MT: I think that’s unlikely, but Southern rock aside, in addition to the famous ballet you also reference and quote Walt Whitman. A fitting or a favorite poet — or maybe both?
MP: Both fitting and a favorite, certainly. The line that’s referenced — “It is not upon you alone the dark patches fall” from “Crossing Brooklyn Ferry” — is something I’ve considered, recited and just generally carried with me throughout my adult life.
Like so much of Whitman, it reminds me of the dappled nature of life, the light and the dark, and how we all move between the two.
MT: From such references, it’s no surprise that your works are not only described as thrillers, but literary thrillers.
Certainly your writing certainly bears this out. Seemingly throwaway descriptors such as “on his face was a drooping oatmeal-colored mustache meant for the O.K. Corral”; “over time (he) became a sort of mascot, loved the way you love a housebroken puppy”; and, “wiry with cords of muscles, tendons that outlined her neck — a graduate of the Bolshoi school of undereating,” appear effortless.
From these things and others, such as driven dualities — “The failed message. The failed life. If it was a relic, it was also a reminder.” — I’m guessing that such writing is a labor of love. As a professor of creative writing, would you mind sharing a bit about the effort you put into your own work?

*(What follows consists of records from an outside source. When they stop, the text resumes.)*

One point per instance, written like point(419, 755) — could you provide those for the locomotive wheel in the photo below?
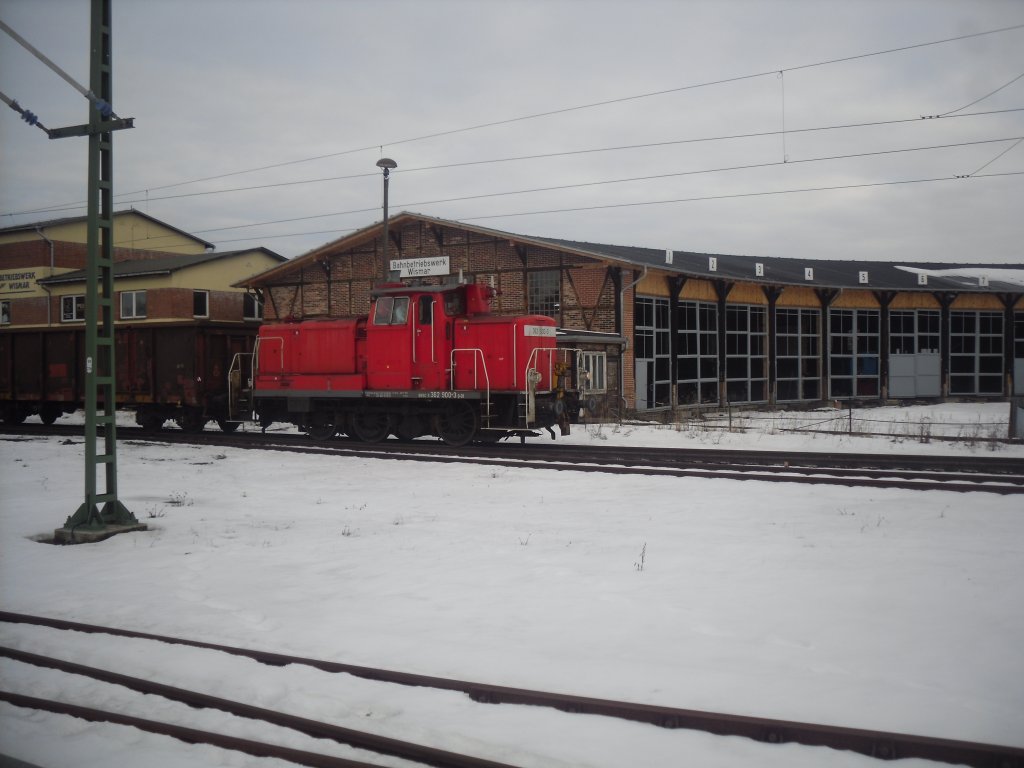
point(322, 427)
point(458, 424)
point(371, 426)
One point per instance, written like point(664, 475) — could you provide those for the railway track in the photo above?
point(881, 744)
point(962, 474)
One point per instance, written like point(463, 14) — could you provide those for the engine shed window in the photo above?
point(391, 310)
point(201, 303)
point(132, 304)
point(72, 308)
point(594, 367)
point(252, 307)
point(544, 293)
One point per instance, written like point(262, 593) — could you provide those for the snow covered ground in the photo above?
point(889, 609)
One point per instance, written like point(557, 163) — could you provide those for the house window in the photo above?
point(252, 306)
point(201, 303)
point(544, 293)
point(72, 308)
point(594, 366)
point(132, 304)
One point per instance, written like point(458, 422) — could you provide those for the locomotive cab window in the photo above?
point(426, 310)
point(391, 310)
point(455, 304)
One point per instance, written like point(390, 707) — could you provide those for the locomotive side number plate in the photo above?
point(420, 394)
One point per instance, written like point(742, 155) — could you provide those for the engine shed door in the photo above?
point(430, 348)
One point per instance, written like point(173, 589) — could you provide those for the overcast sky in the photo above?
point(224, 88)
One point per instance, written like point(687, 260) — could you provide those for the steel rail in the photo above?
point(1005, 476)
point(882, 744)
point(361, 739)
point(598, 454)
point(188, 735)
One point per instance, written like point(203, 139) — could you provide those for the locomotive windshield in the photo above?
point(391, 310)
point(455, 303)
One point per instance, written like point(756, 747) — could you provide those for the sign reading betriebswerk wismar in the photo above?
point(421, 267)
point(17, 282)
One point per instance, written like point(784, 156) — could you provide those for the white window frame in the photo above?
point(206, 294)
point(75, 315)
point(595, 366)
point(132, 298)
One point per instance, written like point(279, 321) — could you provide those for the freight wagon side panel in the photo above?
point(61, 367)
point(134, 365)
point(6, 366)
point(173, 359)
point(28, 367)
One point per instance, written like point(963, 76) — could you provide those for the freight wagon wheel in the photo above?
point(190, 422)
point(458, 424)
point(49, 414)
point(150, 422)
point(371, 426)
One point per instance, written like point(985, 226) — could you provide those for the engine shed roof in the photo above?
point(769, 270)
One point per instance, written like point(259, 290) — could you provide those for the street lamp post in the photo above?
point(386, 164)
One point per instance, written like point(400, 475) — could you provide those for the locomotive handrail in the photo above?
point(232, 395)
point(483, 363)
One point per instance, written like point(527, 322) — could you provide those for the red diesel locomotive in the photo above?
point(427, 360)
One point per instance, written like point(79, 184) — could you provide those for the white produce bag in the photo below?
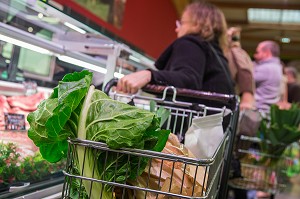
point(204, 135)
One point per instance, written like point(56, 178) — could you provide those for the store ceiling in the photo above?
point(252, 33)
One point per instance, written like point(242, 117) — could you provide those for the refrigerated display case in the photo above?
point(39, 44)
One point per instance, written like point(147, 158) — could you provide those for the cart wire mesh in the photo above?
point(256, 169)
point(166, 175)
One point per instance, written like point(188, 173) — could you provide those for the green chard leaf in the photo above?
point(77, 110)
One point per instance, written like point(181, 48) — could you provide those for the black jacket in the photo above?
point(190, 63)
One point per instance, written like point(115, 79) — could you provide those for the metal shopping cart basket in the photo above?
point(211, 182)
point(258, 170)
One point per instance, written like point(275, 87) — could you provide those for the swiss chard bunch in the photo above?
point(279, 132)
point(76, 109)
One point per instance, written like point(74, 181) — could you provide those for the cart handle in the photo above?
point(182, 92)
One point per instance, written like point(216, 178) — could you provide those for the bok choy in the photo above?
point(76, 109)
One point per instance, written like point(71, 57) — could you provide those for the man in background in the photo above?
point(267, 75)
point(293, 86)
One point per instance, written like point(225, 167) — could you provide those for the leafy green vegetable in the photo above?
point(77, 110)
point(281, 131)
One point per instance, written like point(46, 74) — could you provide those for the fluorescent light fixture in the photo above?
point(86, 65)
point(118, 75)
point(40, 15)
point(25, 45)
point(285, 40)
point(134, 58)
point(278, 16)
point(75, 27)
point(82, 64)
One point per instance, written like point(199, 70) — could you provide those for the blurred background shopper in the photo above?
point(267, 75)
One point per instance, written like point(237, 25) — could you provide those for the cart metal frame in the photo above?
point(213, 182)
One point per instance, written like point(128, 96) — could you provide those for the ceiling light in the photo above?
point(25, 45)
point(134, 58)
point(285, 40)
point(280, 16)
point(40, 15)
point(74, 27)
point(86, 65)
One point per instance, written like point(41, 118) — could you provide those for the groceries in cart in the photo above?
point(277, 134)
point(205, 135)
point(116, 150)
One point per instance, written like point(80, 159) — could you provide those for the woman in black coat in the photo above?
point(189, 61)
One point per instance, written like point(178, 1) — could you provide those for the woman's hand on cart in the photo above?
point(133, 82)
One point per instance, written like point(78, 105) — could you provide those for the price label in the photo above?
point(14, 121)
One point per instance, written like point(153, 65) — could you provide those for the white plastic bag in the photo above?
point(204, 135)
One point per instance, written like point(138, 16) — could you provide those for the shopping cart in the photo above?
point(207, 178)
point(260, 171)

MP: It’s certainly a labor of love, often, too, a labor of great frustration. But with the exception of being with my wife and children, the most satisfying thing in my life is the struggle to get something right on the page — or at least less wrong.
I try to tell myself the same thing I tell my students: You can be patient with yourself without ever being satisfied with yourself. The German poet (Johann Wolfgang von) Goethe said, “Do not hurry, do not rest.” (Rainer Maria) Rilke, just to keep citing Germans, said something like, “Don’t ever stop moving.”
That’s what I try to do, to keep moving, but slow enough that those movements are measured.
MT: Not to deny that patient and measured effort, I’m going to suggest that the best way to read this novel is straight through in one sitting, immersed in the story’s cinematic flow. Your thoughts. …
MP: I think there is probably no greater compliment you could pay a writer than to suggest their work should be read in a single sitting.